Сегодня кризис традиционной — романной — литературы проявляет себя чудовищным перепроизводством. Никогда не выходило столько книг, и никогда они не были так похожи друг на друга. Маскируя дефицит оригинальности, литература симулирует новизну, заменяя сюжет действием. Скажем, секрет успеха автора ловких и дельных бестселлеров Джона Гришэма заключается в том, что у него что-то происходит буквально в каждом абзаце. Желая досмотреть, чем завершится эпизод, мы невольно переворачиваем страницу очередной книги (по-английски это так и называется — pageturner). При этом описательная активность не имеет прямого отношения к развитию сюжета. Это — пляска на месте. Она не приближает нас к финалу и не задерживает перед ним, она важна сама по себе. Как факир кобру, писатель гипнотизирует читателя непрестанным движением.
Только этим можно объяснить многозначительный эпизод, о котором мне рассказала редактор одного московского издательства. В метро она заметила юношу, погруженного в пухлый боевик с развязной обложкой. Увлекшись, он громко чихнул и, не найдя платка, высморкался в еще не прочитанную страницу. Подобное обращение может с собой позволить только сочинение, лишенное композиционной структуры.
В сущности, это уже не литература. Подобные книги вываливаются из словесности в смежные искусства, связанные с видеообразами. Собственно, они и были созданы под влиянием кинематографа, который по своей природе оправдывает все, что движется. В этой ситуации литературная ткань становится сугубо функциональной. Такие книги пишут простым и удобным языком, который, как джип, надежно и без претензий перевозит читателя от одного действия к другому. Эти книги можно считать сюжетоносителем — точно так же, как называют энергоносителем бензин и рекламоносителем — глянцевые журналы.
Зависимость книги от фильма сегодня достигла такого уровня, что первая стала полуфабрикатом второго. В Америке крупнейшие мастера жанра — Джон Гришэм, Стивен Кинг, Том Клэнси — пишут романы сразу и для читателя и для продюсера. Даже герои их рассчитаны на конкретных голливудских звезд. В правильном бестселлере всегда есть роль для Харрисона Форда или Брюса Уиллиса.
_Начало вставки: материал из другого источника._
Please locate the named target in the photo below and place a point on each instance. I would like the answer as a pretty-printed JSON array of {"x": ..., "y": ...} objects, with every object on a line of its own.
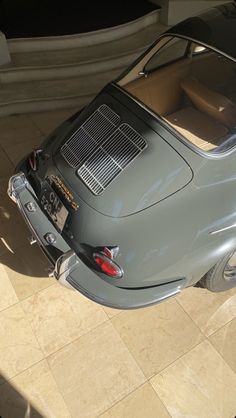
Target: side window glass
[{"x": 173, "y": 50}]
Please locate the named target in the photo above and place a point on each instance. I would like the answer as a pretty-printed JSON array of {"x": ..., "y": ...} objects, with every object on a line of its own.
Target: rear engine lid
[{"x": 116, "y": 162}]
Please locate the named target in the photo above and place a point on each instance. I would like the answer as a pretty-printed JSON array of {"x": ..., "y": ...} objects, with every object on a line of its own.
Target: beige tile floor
[{"x": 63, "y": 356}]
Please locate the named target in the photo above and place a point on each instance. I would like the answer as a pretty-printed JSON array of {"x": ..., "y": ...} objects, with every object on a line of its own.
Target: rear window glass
[{"x": 192, "y": 88}]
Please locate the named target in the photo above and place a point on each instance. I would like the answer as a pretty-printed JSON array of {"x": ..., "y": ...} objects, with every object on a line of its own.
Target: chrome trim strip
[{"x": 217, "y": 231}]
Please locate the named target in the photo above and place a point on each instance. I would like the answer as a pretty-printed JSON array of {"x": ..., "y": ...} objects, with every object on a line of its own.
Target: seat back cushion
[
  {"x": 202, "y": 130},
  {"x": 210, "y": 102}
]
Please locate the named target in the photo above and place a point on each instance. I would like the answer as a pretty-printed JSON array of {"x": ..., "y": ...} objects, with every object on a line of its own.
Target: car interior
[{"x": 193, "y": 89}]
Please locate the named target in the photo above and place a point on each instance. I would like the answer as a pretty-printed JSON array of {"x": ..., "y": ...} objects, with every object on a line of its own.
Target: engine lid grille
[
  {"x": 102, "y": 148},
  {"x": 87, "y": 138},
  {"x": 112, "y": 157}
]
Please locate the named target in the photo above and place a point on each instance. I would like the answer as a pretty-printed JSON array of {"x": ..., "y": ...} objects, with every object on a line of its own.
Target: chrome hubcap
[{"x": 230, "y": 268}]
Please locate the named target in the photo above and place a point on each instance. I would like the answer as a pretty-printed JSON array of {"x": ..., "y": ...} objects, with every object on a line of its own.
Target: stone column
[
  {"x": 4, "y": 51},
  {"x": 173, "y": 11}
]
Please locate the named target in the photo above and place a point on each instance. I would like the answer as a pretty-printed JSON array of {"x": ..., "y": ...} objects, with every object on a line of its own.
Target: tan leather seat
[
  {"x": 199, "y": 128},
  {"x": 210, "y": 102}
]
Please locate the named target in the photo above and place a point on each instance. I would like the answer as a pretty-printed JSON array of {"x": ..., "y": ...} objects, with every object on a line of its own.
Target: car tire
[{"x": 222, "y": 276}]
Во всем этом я не вижу никакого ущерба для литературы. Добравшись до экрана — что малого, что крупного, — беллетристика ничего не теряет, но много приобретает. Прежде всего — лаконичность и интенсивность. Все это относится отнюдь не только к непритязательным боевикам. Многие писатели, включая и маститых, вроде Доктороу и Апдайка, смиряются с тем, что кинематограф и телесериал лучше справляются с их ремеслом. Сегодня функцию романа, упаковывающего жизнь в сюжет, взяло на себя кино. Если сейчас и появится автор со свежей идеей, он либо сам отнесет ее в кино, либо она там окажется без его ведома. При этом ей, идее, это пойдет только на пользу. В елизаветинские времена из хороших историй делали трагедии, в XIX веке — романы, сегодня — фильмы.
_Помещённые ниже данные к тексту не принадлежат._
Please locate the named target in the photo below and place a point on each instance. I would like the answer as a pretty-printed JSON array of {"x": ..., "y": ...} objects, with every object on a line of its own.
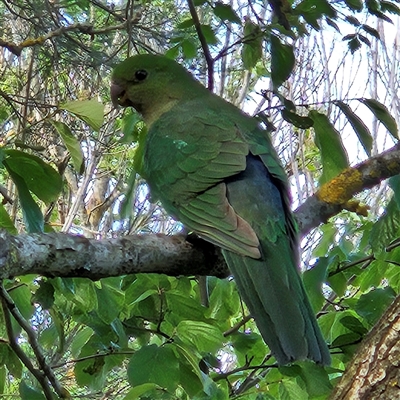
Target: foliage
[{"x": 68, "y": 165}]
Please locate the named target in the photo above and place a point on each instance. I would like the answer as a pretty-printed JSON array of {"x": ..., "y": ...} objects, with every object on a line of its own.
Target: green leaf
[
  {"x": 203, "y": 337},
  {"x": 252, "y": 44},
  {"x": 153, "y": 364},
  {"x": 282, "y": 61},
  {"x": 110, "y": 301},
  {"x": 386, "y": 228},
  {"x": 361, "y": 130},
  {"x": 313, "y": 279},
  {"x": 189, "y": 48},
  {"x": 347, "y": 339},
  {"x": 187, "y": 23},
  {"x": 296, "y": 119},
  {"x": 312, "y": 11},
  {"x": 290, "y": 390},
  {"x": 225, "y": 12},
  {"x": 209, "y": 34},
  {"x": 355, "y": 5},
  {"x": 40, "y": 178},
  {"x": 140, "y": 390},
  {"x": 381, "y": 15},
  {"x": 364, "y": 39},
  {"x": 328, "y": 140},
  {"x": 316, "y": 379},
  {"x": 354, "y": 44},
  {"x": 32, "y": 215},
  {"x": 128, "y": 202},
  {"x": 44, "y": 295},
  {"x": 89, "y": 111},
  {"x": 352, "y": 20},
  {"x": 72, "y": 145},
  {"x": 373, "y": 304},
  {"x": 6, "y": 222},
  {"x": 388, "y": 6},
  {"x": 354, "y": 324},
  {"x": 372, "y": 31},
  {"x": 29, "y": 393},
  {"x": 382, "y": 114}
]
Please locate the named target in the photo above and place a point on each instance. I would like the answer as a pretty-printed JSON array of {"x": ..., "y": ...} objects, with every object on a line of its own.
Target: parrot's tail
[
  {"x": 276, "y": 298},
  {"x": 271, "y": 286}
]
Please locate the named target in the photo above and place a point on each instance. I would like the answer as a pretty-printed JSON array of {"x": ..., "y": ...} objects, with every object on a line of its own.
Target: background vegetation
[{"x": 323, "y": 77}]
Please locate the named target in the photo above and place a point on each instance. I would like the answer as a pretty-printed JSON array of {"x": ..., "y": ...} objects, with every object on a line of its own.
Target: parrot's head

Характерно, что Спилберг называет себя не режиссером, а именно storyteller — рассказчиком историй, претендуя — и вполне законно — на место, которое привык занимать писатель.
Союз беллетристики с экраном отнюдь не губителен для литературы. Напротив, он освобождает литературу для словесности, не способной существовать в симбиозе с другими. Поскольку на традиционном пути художественной литературе не обойти конкурента, автор вынужден искать обходную дорогу, ведущую его к литературе нехудожественной (хотя, конечно, такую никто не станет ни читать, ни писать). На самом деле это бессмысленное прилагательное должно заменить универсальную англоязычную формулу, которая грубо и точно делит литературу надвое: non-fiction. Сюда входят не только научно-популярные сочинения, философские трактаты, путевые заметки, политические программы и кулинарные рецепты, но и, скажем, лирические стихи (к какой из двух категорий относится «Я помню чудное мгновенье»?), а также изящная, но небеллетристическая словесность: эссе, дневники, письма, филологическая проза, включая всевозможные «романы без вранья».
Единственный критерий, позволяющий провести определенную границу между двумя видами словесности, — персонаж. Именно его отсутствие и лишает литературу вымысла, который делает ее художественной. В сущности, вопрос сводится к тому, что отличает персонаж от человека.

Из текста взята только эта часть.